The Web We Want & The Ed We Want
with Justin Reich
Tuesday, July 7, 2015 at 12:00 pm
The past decade has seen a dramatic decline in user agency all across the Web, but especially in education. The Aughts saw the budding of a golden age of user-produced media on the Web. But these buds never fully flowered, over-shadowed by the development of proprietary platforms like Facebook in the social sector and learning management systems in the educational sector. Thinkers like Anil Dash have lamented "The Web We Lost," and groups like the Indieweb movement and the Reclaim Innovation movements are working to revitalize a user-owned and user-produced Web.
In this talk, Justin Reich will highlight some of the exciting innovations within education that seek to put students and learners in charge of their online lives. Experiments are taking place in scattered courses and across entire colleges to raise a generation of learners ready to stake out their own claims on the Web, and to take back the means of production and sharing.
About Justin
Justin Reich is an educational researcher broadly interested in the future of learning in a networked world. His professional work is motivated by a desire to transform the architecture of education away from centralized, hierarchical models of teaching and towards distributed, networked models of learning. He studies, designs, and advocates for learning systems that shift education from something done to learners to something done with learners, from channels of dissemination to webs of sharing.

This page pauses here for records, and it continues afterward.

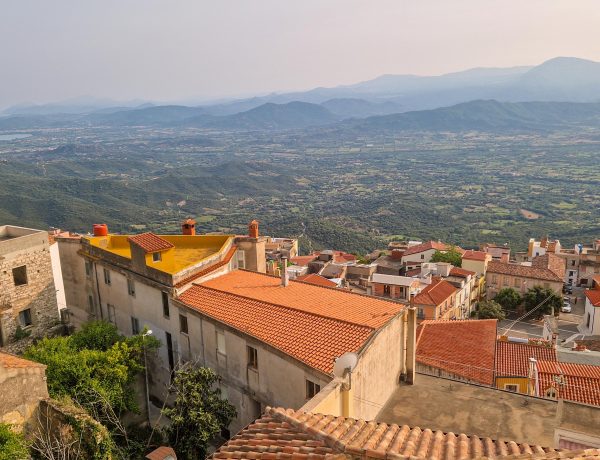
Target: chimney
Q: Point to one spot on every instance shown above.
(253, 229)
(188, 227)
(284, 275)
(100, 230)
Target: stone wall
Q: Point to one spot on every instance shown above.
(38, 293)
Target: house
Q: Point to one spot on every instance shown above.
(590, 324)
(515, 366)
(543, 271)
(28, 295)
(437, 301)
(287, 433)
(22, 386)
(275, 341)
(470, 359)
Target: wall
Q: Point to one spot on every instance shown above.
(38, 294)
(22, 389)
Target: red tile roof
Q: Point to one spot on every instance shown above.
(475, 255)
(457, 271)
(296, 435)
(150, 242)
(593, 296)
(523, 271)
(465, 348)
(209, 269)
(437, 245)
(8, 360)
(329, 302)
(318, 280)
(302, 261)
(574, 382)
(435, 293)
(313, 339)
(512, 358)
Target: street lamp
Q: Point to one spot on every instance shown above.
(148, 332)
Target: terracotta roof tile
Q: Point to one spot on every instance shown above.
(522, 271)
(435, 293)
(280, 434)
(329, 302)
(574, 382)
(150, 242)
(512, 358)
(209, 269)
(318, 280)
(593, 296)
(311, 338)
(8, 360)
(465, 348)
(475, 255)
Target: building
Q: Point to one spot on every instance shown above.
(275, 341)
(285, 433)
(516, 362)
(28, 294)
(591, 317)
(458, 350)
(22, 386)
(546, 271)
(437, 301)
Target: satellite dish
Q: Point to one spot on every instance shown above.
(345, 362)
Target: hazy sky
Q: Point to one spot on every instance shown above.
(172, 50)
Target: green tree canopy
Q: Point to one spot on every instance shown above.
(536, 295)
(199, 412)
(451, 255)
(489, 309)
(508, 298)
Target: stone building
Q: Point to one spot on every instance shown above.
(27, 291)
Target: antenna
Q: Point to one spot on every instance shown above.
(345, 364)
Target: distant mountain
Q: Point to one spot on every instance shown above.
(271, 116)
(485, 116)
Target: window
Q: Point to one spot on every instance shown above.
(135, 326)
(252, 357)
(183, 324)
(312, 389)
(25, 318)
(221, 343)
(112, 317)
(20, 275)
(130, 287)
(165, 297)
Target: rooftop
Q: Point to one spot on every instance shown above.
(288, 434)
(465, 348)
(186, 251)
(328, 302)
(512, 358)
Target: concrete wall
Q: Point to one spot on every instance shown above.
(29, 248)
(22, 389)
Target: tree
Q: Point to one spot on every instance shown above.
(536, 295)
(12, 444)
(489, 309)
(508, 298)
(199, 413)
(451, 255)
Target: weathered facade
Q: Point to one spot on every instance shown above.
(27, 290)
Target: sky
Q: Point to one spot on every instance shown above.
(193, 50)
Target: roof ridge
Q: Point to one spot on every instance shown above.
(282, 306)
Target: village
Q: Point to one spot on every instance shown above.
(420, 349)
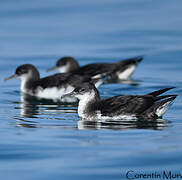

Justin is the Richard L. Menschel HarvardX Research Fellow, based in the Office of the President and Provost at Harvard University, where he explores the possibilities and limits of open online learning. He is a Fellow at the Berkman Center for Internet & Society and a visiting lecturer in MIT’s Scheller Teacher Education program. He is also the co-founder of EdTechTeacher, a professional learning consultancy devoted to helping teachers leverage technology to create student-centered, inquiry-based learning environments.He earned his doctorate from Harvard University, where he led the Distributed Collaborative Learning Communities project, a Hewlett Foundation funded initiative to examine how social media are used in K-12 classrooms. His dissertation, The State of Wiki Usage in U.S. K-12 Schools, drew upon a population of 180,000 education-related wikis as well as over 100 interviews and observations with wiki-using teachers to measure the degree to which wikis supported deeper learning in classrooms across the United States.
Justin is a co-author of Best Ideas for Teaching with Technology: A Practical Guide for Teachers by Teachers, and his academic work has been published in Educational Researcher, Social Education, Contemporary Issues in Technology and Teacher Education, and other venues. His opinion writings have been published in the Washington Post, Christian Science Monitor, The Providence Journal, and other publications. He blogs for Education Week at EdTechResearcher.
Justin has taught in a wide variety of settings. He was a camp counselor and trip leader at Camp Chewonki, a lifeguard and CPR instructor with the American Red Cross, a search and rescue instructor with the Blue Ridge Mountain Rescue Group, a wilderness medicine instructor with Stonehearth Open Learning Opportunities, and an international expedition leader with World Challenge Expeditions. He taught at the Shackleton school, an expedition-based school, and he taught freshman world history and electives for seniors at the Noble and Greenough School, where he also coached wrestling and co-led the outdoor activities group.
Justin served as Outstanding Educator in Residence for the Academy of Singapore Teachers, a Digital Media and Learning Summer Fellow with the MacArthur Foundation, and a member of the 2012 class of Emerging Leaders for the International Society for Technology in Education. He is a member of the Digital Learning Advisory Council for the Commonwealth of Massachusetts, and serves on the advisory boards of the Chewonki Foundation and the Fay School.